The Many Lives of Amphetamine
Pub Date :
Edition(s) at Erowid :
NY University Press
BLURBS #"Rasmussen documents America's eighty year love affair with amphetamine and its various permutations. Monumental in scope and research, the book traces the history of this seductive drug's uses for a myriad of 'illnesses' when the true sickness may be inherent to our unique American society. Given our current extraordinary use of this drug, On Speed is an urgent and necessary read."
-- Lawrence Diller, M.D., author of Running on Ritalin
"I've been waiting for a book on amphetamines for years and On Speed delivers. Crammed full of eye-popping detail, it brings the history of this extraordinary group of drugs and their effect on American culture vividly to life."
-- David Healy, M.D., author of Let Them Eat Prozac
"A magnificent work: measured, thorough, strong on both the technical details and the larger socio-cultural and ethical issues surrounding the development, marketing, and distribution of these dangerous mood-altering drugs.

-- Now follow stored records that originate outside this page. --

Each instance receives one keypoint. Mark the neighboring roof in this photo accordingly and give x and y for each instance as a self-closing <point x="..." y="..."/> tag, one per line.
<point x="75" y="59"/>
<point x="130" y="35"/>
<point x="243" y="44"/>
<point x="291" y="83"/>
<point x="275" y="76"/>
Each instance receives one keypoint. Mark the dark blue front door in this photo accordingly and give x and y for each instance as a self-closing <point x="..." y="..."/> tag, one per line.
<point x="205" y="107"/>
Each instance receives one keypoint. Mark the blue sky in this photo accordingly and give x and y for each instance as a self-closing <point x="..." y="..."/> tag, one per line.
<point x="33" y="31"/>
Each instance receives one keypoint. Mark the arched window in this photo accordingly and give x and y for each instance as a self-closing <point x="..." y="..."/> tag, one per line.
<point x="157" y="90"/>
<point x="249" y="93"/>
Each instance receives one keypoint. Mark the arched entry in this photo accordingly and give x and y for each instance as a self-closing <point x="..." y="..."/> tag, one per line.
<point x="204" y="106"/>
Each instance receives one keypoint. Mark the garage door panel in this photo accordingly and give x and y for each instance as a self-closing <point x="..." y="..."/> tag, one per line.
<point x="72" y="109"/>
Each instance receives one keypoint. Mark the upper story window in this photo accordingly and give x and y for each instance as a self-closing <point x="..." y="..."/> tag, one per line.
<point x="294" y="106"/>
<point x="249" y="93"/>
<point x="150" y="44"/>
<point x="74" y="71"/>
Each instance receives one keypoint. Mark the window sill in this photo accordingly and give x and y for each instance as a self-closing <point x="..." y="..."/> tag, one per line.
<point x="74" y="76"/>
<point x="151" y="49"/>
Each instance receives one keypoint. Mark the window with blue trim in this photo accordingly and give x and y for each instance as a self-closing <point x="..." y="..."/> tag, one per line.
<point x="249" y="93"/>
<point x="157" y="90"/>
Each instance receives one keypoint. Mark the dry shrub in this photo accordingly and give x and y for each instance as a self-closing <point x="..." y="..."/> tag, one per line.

Rasmussen has dug into the medical literature and available archives to find new information on every aspect of the process by which amphetamines were invented, patented, and twinned with various 'disorders.' Rasmussen's book is a must-read."
-- Robert A. Nye, Professor Emertus, Oregon State University
"On Speed deftly captures amphetamine's impact on medicine, culture, and society. Rasmussen lays bare the decades-long attempts to employ amphetamine to gain strategic advantage on the battlefield, wage war against depression and attention deficit disorder, fight weight gain, counteract boredom, and seek thrills in everyday life. Along this journey, we learn about the dysfunctional American policies that failed to adequately address the toll amphetamine took on countless lives. As the title promises, Rasmussen's account tracks the many manifestations of amphetamine from the 1930s to today in intricate and fascinating detail, from miracle drug to public enemy, a trajectory filled with lessons for the future."